Ross: Violence during protests sends message of fear, not hope
Jun 1, 2020, 7:36 AM | Updated: Jun 2, 2020, 7:42 am
(KIRO Radio, Hanna Scott)
I spent the weekend watching cities, including my own, get trashed during protests against police violence.
And at last night’s protest in Seattle, I heard a debate break out among the demonstrators.
A woman with a bullhorn was trying to get people to obey the curfew.
“We’ve been protesting a long time — we want to show we’re not violent,” she said.
But for a moment it looked like the crowd might turn on her:
“Do not go home! If they shoot, we fight back,” a protester countered.
In the end they left relatively peacefully.

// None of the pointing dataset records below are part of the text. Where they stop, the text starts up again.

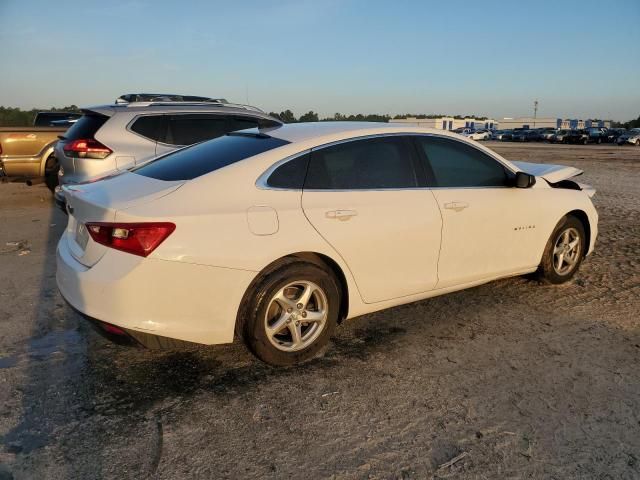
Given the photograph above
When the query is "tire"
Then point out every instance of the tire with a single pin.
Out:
(51, 169)
(555, 269)
(275, 302)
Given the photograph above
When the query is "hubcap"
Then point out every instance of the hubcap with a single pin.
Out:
(296, 316)
(566, 251)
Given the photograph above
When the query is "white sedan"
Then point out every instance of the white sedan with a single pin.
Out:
(280, 234)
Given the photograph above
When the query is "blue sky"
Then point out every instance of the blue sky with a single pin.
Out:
(578, 58)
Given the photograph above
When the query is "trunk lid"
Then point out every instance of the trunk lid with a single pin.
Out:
(99, 202)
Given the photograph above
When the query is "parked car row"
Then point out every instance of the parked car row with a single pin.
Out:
(277, 233)
(597, 135)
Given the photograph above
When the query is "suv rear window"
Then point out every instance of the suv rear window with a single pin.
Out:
(192, 162)
(149, 126)
(86, 127)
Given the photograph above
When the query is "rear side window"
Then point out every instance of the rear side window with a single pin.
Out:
(192, 162)
(456, 164)
(44, 119)
(190, 129)
(149, 126)
(362, 164)
(291, 174)
(86, 127)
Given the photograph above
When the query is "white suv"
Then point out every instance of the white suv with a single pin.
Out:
(139, 127)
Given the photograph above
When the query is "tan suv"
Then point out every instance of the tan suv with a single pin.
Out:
(27, 153)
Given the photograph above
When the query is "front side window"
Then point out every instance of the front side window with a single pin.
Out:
(456, 164)
(376, 163)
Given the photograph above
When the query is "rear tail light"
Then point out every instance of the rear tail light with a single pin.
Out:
(135, 238)
(87, 148)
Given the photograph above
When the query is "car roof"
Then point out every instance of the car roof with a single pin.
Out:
(326, 131)
(178, 107)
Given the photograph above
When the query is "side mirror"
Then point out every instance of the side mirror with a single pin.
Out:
(524, 180)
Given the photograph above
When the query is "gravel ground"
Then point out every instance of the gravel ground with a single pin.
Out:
(512, 379)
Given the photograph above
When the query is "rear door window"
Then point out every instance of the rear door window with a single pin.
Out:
(290, 175)
(149, 126)
(455, 164)
(194, 128)
(376, 163)
(85, 127)
(189, 163)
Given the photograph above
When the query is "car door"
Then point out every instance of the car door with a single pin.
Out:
(366, 198)
(489, 227)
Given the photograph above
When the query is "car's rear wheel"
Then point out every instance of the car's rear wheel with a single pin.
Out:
(291, 314)
(51, 172)
(564, 251)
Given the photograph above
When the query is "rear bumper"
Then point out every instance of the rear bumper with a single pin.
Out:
(177, 300)
(21, 166)
(61, 202)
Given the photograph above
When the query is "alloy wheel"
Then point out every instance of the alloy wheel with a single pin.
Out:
(296, 316)
(566, 251)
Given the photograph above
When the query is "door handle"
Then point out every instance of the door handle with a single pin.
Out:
(341, 214)
(456, 206)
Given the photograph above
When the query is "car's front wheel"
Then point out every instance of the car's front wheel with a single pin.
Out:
(291, 314)
(564, 251)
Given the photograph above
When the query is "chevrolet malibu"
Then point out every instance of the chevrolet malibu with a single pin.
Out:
(277, 235)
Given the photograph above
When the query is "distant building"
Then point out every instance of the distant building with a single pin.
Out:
(550, 122)
(448, 123)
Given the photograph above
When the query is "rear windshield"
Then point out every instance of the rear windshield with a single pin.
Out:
(202, 158)
(86, 127)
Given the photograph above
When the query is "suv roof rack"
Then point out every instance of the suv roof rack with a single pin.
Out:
(161, 99)
(164, 97)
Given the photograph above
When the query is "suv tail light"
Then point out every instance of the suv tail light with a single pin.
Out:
(86, 148)
(135, 238)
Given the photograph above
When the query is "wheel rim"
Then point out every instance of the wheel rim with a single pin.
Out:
(296, 316)
(566, 251)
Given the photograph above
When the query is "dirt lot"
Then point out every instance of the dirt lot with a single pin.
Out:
(523, 380)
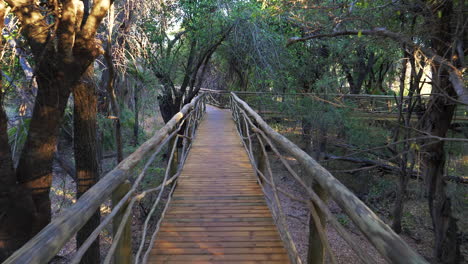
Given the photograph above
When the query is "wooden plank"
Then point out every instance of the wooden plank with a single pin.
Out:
(218, 213)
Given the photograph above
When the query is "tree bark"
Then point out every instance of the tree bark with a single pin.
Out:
(85, 149)
(436, 121)
(34, 171)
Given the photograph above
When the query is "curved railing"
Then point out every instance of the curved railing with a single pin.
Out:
(178, 132)
(256, 132)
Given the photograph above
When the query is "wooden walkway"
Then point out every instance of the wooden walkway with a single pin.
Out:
(218, 213)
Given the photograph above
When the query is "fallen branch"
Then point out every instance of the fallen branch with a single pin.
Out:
(391, 168)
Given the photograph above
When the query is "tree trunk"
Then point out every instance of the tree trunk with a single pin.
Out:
(35, 165)
(436, 122)
(85, 148)
(136, 126)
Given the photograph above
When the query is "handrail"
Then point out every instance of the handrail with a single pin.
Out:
(44, 246)
(388, 243)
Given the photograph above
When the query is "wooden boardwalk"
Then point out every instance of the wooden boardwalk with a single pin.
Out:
(218, 213)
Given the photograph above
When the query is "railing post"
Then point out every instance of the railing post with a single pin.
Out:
(261, 161)
(175, 160)
(316, 253)
(123, 252)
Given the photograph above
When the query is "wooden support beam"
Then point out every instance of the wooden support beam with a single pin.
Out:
(123, 253)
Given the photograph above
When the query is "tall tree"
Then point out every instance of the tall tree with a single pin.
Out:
(61, 36)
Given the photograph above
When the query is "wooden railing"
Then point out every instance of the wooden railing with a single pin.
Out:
(364, 106)
(176, 135)
(318, 184)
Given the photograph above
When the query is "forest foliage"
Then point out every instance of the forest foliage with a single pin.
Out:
(118, 65)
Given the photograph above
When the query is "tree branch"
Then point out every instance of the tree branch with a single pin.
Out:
(456, 75)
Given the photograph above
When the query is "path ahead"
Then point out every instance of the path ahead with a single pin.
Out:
(218, 213)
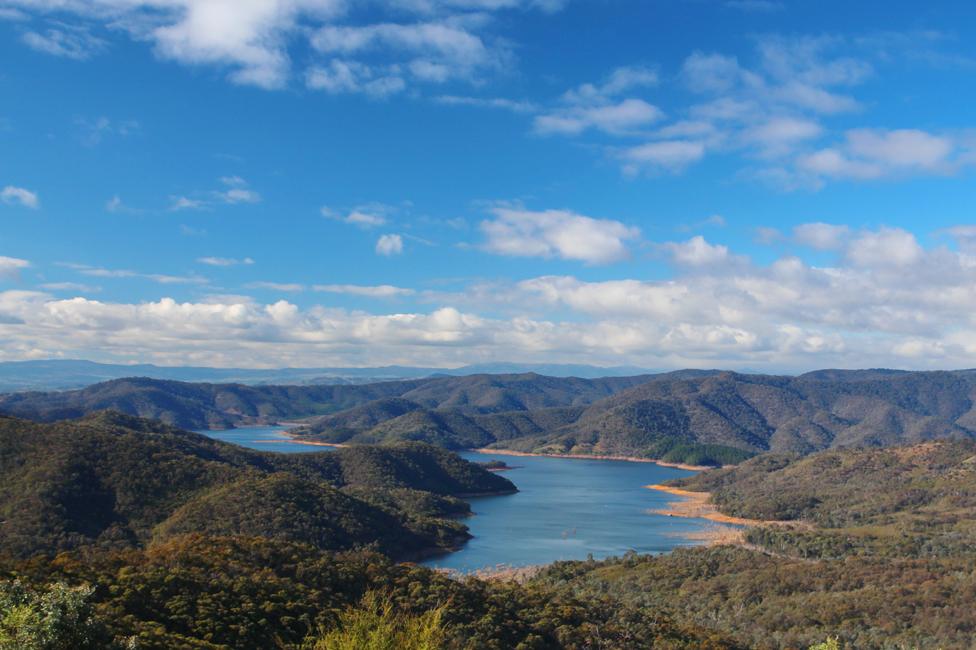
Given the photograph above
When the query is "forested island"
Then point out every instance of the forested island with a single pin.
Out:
(122, 531)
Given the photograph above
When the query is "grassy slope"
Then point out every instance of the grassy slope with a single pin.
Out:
(888, 561)
(115, 481)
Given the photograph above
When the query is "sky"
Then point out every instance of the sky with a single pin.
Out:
(758, 185)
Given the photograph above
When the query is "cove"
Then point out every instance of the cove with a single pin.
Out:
(566, 508)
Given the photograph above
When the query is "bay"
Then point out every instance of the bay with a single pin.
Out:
(566, 508)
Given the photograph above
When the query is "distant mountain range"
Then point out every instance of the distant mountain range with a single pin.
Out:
(115, 481)
(58, 374)
(691, 416)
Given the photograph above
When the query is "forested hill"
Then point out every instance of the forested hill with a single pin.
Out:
(706, 418)
(877, 553)
(115, 481)
(216, 406)
(698, 417)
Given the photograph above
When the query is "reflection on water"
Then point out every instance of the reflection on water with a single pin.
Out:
(565, 509)
(569, 508)
(264, 439)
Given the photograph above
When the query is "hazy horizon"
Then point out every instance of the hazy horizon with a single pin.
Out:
(765, 185)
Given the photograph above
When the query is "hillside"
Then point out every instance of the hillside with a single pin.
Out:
(218, 406)
(917, 500)
(115, 481)
(880, 554)
(697, 417)
(69, 374)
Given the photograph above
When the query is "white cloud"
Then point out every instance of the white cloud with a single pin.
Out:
(432, 52)
(160, 278)
(93, 131)
(821, 236)
(378, 291)
(116, 205)
(186, 203)
(251, 39)
(673, 155)
(887, 247)
(12, 195)
(340, 77)
(390, 244)
(66, 41)
(239, 195)
(10, 267)
(236, 192)
(697, 253)
(616, 118)
(288, 287)
(70, 286)
(225, 261)
(780, 135)
(886, 302)
(556, 233)
(592, 106)
(516, 106)
(367, 216)
(619, 81)
(868, 154)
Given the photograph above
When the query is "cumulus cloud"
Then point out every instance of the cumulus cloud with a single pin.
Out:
(12, 195)
(868, 154)
(225, 261)
(371, 216)
(821, 236)
(592, 106)
(671, 155)
(235, 192)
(377, 291)
(10, 267)
(515, 106)
(885, 300)
(620, 117)
(556, 233)
(389, 244)
(65, 41)
(160, 278)
(251, 40)
(342, 77)
(698, 253)
(288, 287)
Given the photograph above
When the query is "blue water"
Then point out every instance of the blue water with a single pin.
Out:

There wasn’t much more to loot anyway.
I saw a sign that said, “A riot is the language of the unheard.”
But the message it sends to people watching at home is that we need more cops, even if some of them turn out to be bad.
The one happy moment was when volunteers showed up Sunday morning to clean up from the looting the night before.
And I thought – imagine if instead of providing cover for looters, the protesters had come downtown carrying brooms and scrubbers along with their signs, and scrubbed the city clean. As an act of civic pride but also as a metaphor.
People might see that and feel that the world is not such a dangerous place after all. But when people are afraid, they tend to vote for law and order because they’re seeing what happens without it.